We’re well past the Labour victory in the post-war general election now, heading towards a Conservative revival in 1951. Notable Conservative novelist Angela Thirkell wrote about this period of British history with loathing and resentment. John Lehmann writes about it in his Foreword to this issue in terms of a strong desire to earn a great deal of ready cash in the USA, ‘where money comes easily and in vast amounts, where the meanest poet or novelist can satisfy his utmost material cravings, where peace and contentment will lap him round during his mortal life’. No women invited, then. Plus ça change. Lehmann had been visiting the USA and had returned still thrilling to memories of shops full of unrationed food and clothing, and the vast salaries paid to writers.
His selection of fiction, poetry, essays and art this issue feels more lavish, more emotionally expansive than earlier issues have been.
Anthony Thorne’s ‘Dark red chrysanthemum’ is comic and cruel, relating the unexpected visit of a couple to a widow who has long since lost any interest in keeping up her late husband’s acquaintances. Mr and Mrs Bore, as she calls them (because she is too engrossed in her conversation with the gardener to bother to notice their names) don’t know much about her life, and she is determined not to tell them anything because of the misery that lies beneath. But we learn a great deal, through evasion, silent raging, and the power of upper-class social codes that may not be broken.
J F Powers’ ‘The Forks’ is another story of American priestly life (he had one in issue 33), with extra bile.

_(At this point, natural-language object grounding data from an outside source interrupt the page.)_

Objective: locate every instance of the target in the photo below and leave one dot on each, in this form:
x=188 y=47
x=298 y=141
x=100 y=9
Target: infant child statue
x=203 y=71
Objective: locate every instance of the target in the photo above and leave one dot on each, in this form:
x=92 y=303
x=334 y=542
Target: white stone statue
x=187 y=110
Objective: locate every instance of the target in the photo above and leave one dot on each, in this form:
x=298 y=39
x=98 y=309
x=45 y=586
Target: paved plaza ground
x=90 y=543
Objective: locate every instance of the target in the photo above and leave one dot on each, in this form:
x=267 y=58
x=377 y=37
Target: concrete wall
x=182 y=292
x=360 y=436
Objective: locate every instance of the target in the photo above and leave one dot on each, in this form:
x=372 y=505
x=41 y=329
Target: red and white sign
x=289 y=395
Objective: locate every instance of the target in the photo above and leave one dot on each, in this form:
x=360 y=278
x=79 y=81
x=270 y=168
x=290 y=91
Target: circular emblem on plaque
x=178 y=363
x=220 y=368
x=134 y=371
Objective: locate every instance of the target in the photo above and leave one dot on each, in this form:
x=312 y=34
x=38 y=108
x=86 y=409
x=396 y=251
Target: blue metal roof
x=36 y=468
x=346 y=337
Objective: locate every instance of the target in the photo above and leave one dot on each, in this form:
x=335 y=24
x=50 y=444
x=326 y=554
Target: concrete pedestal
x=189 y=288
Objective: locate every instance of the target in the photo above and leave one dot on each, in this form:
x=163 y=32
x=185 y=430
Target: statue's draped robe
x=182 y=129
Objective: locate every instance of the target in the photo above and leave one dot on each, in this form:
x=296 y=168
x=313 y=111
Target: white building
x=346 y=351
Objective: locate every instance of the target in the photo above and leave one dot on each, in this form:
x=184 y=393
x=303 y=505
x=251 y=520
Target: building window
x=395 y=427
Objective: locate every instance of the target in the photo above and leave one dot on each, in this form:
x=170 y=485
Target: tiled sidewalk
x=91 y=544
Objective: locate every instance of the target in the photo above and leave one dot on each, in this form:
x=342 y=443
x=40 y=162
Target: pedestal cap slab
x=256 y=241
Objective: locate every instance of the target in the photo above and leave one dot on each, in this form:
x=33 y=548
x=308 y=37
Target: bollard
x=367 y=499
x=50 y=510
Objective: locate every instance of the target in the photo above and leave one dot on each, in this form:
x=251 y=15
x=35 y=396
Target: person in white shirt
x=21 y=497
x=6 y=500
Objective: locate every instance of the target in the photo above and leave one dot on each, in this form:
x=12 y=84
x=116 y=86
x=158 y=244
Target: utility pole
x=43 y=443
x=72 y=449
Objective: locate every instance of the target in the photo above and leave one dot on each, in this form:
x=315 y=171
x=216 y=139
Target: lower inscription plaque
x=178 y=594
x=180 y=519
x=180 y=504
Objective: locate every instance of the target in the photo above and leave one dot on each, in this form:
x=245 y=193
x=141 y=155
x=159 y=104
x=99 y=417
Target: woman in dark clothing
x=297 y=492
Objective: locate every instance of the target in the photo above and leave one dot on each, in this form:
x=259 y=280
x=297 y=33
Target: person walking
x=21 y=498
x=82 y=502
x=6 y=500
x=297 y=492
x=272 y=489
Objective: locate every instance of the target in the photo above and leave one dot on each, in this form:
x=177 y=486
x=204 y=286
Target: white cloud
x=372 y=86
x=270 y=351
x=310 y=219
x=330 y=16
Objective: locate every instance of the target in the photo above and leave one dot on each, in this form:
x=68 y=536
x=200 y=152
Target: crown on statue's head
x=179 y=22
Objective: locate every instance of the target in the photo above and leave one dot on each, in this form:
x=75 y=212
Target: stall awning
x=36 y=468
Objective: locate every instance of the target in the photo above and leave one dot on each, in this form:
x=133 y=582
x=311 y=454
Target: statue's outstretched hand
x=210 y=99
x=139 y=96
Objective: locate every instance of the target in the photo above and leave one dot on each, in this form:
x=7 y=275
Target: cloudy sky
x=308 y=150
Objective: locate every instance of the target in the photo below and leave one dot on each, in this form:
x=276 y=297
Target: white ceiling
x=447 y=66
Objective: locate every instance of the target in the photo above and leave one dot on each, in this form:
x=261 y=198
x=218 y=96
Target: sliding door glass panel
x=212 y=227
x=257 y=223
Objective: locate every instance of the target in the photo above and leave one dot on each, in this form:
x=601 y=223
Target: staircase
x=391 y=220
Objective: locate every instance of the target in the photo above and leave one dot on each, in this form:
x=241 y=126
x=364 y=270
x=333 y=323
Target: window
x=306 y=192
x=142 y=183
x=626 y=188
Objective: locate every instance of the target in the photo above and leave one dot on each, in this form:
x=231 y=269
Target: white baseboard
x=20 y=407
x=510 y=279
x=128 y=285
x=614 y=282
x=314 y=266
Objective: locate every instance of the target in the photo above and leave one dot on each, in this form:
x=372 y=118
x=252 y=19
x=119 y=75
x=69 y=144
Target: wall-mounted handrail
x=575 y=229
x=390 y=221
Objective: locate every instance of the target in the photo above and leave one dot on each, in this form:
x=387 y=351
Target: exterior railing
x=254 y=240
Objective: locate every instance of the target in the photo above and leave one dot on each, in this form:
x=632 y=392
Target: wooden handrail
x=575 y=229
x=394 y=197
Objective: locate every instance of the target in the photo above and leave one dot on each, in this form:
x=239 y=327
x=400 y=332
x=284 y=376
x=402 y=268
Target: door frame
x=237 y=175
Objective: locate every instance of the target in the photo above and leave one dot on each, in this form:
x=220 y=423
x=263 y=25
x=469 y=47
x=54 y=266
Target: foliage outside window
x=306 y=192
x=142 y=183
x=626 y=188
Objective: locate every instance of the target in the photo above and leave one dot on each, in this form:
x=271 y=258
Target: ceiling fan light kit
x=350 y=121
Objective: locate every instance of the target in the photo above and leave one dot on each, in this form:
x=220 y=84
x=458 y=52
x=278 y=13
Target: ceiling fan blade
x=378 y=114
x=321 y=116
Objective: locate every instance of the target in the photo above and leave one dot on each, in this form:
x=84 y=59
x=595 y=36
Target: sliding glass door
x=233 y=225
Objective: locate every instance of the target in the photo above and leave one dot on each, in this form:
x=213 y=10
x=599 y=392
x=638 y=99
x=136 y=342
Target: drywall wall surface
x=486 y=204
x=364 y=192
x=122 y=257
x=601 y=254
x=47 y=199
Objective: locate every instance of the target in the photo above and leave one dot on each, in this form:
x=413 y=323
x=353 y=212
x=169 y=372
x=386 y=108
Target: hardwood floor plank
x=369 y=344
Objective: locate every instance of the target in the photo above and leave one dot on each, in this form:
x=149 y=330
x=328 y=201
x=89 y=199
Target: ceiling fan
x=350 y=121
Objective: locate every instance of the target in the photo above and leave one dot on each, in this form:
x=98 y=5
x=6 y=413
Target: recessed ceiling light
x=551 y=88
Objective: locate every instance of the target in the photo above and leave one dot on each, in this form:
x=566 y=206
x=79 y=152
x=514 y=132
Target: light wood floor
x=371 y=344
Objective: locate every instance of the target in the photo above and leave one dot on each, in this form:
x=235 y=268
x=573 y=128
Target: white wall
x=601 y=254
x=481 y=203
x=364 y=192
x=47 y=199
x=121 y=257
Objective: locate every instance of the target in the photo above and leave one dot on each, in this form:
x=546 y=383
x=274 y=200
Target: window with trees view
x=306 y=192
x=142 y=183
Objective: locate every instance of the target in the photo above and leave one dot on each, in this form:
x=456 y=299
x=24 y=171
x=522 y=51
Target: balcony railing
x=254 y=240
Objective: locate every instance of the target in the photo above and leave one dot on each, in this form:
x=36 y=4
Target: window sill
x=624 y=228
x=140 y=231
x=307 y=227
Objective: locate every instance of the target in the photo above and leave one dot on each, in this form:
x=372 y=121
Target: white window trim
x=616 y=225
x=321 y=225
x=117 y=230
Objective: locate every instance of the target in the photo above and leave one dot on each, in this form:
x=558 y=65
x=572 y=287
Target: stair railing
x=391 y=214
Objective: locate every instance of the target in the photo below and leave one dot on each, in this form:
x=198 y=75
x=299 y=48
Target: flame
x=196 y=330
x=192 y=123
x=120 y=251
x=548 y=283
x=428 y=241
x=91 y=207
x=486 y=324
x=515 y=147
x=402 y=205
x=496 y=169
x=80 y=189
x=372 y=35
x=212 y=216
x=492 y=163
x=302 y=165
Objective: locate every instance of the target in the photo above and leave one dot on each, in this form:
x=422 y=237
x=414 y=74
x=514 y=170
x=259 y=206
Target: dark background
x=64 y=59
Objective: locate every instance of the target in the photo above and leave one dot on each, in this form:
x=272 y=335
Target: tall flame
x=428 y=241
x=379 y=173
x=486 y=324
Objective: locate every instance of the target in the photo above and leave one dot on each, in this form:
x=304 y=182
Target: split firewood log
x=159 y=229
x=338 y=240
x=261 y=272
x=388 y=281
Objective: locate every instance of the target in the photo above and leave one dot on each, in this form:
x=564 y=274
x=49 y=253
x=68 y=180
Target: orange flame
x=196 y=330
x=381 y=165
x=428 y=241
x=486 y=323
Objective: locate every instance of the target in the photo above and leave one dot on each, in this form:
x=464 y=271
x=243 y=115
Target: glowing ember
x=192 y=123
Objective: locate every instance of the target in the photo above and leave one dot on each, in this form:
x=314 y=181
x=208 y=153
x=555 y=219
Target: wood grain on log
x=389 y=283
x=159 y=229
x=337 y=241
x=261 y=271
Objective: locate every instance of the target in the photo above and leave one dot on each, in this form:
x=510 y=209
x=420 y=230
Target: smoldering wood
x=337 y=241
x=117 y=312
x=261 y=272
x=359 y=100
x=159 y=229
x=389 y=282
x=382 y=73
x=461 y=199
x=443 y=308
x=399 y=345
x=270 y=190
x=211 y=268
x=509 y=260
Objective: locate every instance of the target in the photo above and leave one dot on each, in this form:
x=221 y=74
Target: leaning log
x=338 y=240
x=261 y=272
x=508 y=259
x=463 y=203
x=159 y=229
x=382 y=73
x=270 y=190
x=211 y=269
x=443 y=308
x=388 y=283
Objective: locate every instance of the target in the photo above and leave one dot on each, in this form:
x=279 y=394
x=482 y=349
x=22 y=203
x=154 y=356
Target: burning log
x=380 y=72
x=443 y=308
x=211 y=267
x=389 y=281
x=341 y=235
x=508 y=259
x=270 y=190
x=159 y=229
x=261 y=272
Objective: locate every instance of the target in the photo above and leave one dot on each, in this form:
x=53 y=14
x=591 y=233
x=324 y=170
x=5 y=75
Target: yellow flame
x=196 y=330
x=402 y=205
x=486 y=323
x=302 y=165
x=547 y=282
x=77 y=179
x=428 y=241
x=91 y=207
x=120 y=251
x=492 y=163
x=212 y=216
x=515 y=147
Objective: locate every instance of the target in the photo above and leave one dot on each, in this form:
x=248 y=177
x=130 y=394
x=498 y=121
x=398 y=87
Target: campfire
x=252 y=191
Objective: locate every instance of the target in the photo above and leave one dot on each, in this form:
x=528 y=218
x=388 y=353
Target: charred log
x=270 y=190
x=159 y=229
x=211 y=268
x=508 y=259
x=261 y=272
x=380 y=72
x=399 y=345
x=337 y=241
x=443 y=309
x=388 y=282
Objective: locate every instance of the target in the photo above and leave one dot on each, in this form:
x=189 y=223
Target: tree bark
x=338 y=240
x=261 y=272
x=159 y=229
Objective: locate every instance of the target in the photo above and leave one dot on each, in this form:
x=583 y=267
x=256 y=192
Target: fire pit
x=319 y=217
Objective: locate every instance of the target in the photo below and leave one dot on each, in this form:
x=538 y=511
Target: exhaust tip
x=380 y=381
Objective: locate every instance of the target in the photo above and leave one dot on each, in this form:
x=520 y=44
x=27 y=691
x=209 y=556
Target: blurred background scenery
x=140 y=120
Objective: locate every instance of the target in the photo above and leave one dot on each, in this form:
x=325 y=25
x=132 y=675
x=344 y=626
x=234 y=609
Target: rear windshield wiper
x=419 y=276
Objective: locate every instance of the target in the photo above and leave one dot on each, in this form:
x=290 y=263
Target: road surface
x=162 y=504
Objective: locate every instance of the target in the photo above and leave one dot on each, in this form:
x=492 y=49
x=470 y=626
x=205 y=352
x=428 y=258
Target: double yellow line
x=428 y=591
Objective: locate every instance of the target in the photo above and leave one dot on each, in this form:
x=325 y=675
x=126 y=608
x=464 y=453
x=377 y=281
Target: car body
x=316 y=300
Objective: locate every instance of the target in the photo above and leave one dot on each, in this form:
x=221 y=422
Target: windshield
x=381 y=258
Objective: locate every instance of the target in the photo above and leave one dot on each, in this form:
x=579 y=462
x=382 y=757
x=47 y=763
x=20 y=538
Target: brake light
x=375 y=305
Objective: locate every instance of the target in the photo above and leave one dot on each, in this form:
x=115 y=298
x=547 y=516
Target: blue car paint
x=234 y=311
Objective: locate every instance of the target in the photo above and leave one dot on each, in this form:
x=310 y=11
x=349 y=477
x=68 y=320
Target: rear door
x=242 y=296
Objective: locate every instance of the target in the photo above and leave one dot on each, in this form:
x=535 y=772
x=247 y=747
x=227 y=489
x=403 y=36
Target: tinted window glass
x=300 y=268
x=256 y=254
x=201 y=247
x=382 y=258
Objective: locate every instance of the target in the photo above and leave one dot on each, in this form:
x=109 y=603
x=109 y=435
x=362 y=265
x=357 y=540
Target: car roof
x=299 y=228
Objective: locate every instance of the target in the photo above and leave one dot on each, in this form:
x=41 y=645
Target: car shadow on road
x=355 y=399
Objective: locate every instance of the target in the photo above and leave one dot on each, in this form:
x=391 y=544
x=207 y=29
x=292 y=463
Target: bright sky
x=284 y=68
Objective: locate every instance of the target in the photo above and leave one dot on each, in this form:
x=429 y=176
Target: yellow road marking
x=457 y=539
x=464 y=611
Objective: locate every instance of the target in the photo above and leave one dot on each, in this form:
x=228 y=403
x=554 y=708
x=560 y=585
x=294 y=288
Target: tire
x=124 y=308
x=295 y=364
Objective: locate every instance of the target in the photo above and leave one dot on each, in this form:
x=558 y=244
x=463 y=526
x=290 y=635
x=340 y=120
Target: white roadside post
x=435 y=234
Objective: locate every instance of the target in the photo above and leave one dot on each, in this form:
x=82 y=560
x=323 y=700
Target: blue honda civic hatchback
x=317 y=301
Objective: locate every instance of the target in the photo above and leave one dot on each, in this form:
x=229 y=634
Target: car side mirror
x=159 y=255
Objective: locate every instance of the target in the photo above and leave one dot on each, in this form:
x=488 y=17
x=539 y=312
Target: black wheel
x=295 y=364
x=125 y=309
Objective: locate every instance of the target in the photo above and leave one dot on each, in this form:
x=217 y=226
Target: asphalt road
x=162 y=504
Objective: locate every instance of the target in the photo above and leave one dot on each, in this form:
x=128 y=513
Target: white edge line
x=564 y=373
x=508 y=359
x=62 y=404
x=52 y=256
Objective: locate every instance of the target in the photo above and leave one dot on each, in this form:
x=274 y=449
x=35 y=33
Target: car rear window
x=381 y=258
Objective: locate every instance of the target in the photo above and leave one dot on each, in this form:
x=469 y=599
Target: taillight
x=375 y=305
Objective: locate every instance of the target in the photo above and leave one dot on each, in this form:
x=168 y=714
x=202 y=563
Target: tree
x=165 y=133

Monsignor is the bully of the priestly house, and Father Eudex, a humble curate, has views that do not correspond with Monsignor’s ideas about correct priestly behaviour, and his table manners are not what Monsignor expects to see. And then there are the cars: Monsignor has an expensive one that he venerates more than the viaticum, and does not approve of Father Eudex’s choice of a Ford.
Julia Strachey’s ‘An attack of indigestion’ is a country-house visit story that is the antidote to everything you have ever read about country-house visits. Perfectly true to life, and full of human unhappiness.
Walter Allen discourses on V S Pritchett, who is ‘at the centre of one of the enduring traditions of English life and literature … with George Orwell and Joyce Cary is its foremost living representative’. This androcentric attitude shaped the formal study and canonisation of English literature for generations in the UK, and it makes my blood boil. SO MANY authors ignored by the self-appointed tastemakers. But for all that, Pritchett does seem worth revisiting, as the successor to Arnold Bennett. Graham Greene would be creeping up on him.
I love these wild oil paintings by Renato Guttuso.
And these Paul Klees are so delicate and intricate, I can forgive the lack of colour.
Angus McBean photographed Anthony Quayle’s production of Paul Scofield and Madge Elliott in Vanbrugh’s The Relapse at the Old Vic. And Michael Redgrave played Macbeth in a really bad wig.
As is now becoming habitual, I prefer the essays and stories in ‘The Living Moment’ section at the end. They’re often the best pieces in the magazine. Here, Christopher Isherwood’s account of ‘Sailing up the Magdalena River’ is perfect snarky travel writing, in unsavoury conditions. John Atkins’ story ‘The Deserter’ is a compelling bit of fiction-verité, demobbery, desertery, and yet more horrible male attitudes to women. But great writing.